Database aesthetics, collaborative filtering, musical riddles, and beat sequence philosophies don’t exactly spring to mind when you think of the concept of the Exquisite Corpse. But if there’s one thing that I want to you to think about when you read this anthology, it’s that collage-based art—whether sound, film, multimedia, or computer code—has become the basic reference frame for most of generation info. We live in a world of relentlessly expanding networks—cellular, wireless, fiber optic routed . . . you name it. This world is becoming more interconnected than ever before, and it’s going to get deeper, weirder, and a lot more interesting than even the data-stream-driven moment of this writing (NYC, at the beginning of the twenty-first century).

In an increasingly fractured and borderless world, we have fewer and fewer fixed systems to actually measure our experiences. This begs the question: how did we compare experiences before the Internet? How did people simply say “this is the way I see it”? They didn’t. There was no one way of seeing anything, and if there’s one thing the twentieth century taught us, it is that we have to give up the idea of mono-focused media, and enjoy the mesmerizing flow of fragments. And for the info obsessed, games are the best shock absorber for the “new”—they render it in terms that everyone can get. Play a video game. Stroll through a corridor. Blast your opponents. Move to the next level. Repeat.
 
Or put away the carnage and imagine a westernized version of a game that another culture uses to teach about morals, demonstrating that respect for life begins with an ability to grasp the flow of information between people and places.

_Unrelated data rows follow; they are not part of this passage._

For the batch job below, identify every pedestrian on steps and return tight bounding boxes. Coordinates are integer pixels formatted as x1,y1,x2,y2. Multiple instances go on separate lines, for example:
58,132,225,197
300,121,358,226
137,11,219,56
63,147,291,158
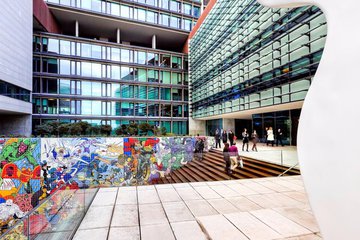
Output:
223,143,231,175
215,129,221,148
222,129,227,144
242,128,249,152
251,130,259,152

I wonder how many westerners would know the term “daspada”—but wait. Evolving different behavioral models to respond to changing environments becomes a site where complexity meets empathy, a locus where we learn that giving information and receiving it is just part of what it means to live on this or probably any planet in the universe. And so what makes the Exquisite Corpse cool is simple: it was an artists’ parlor game that exposed its participants to a dynamic process—making the creative act a symbolic exchange between players."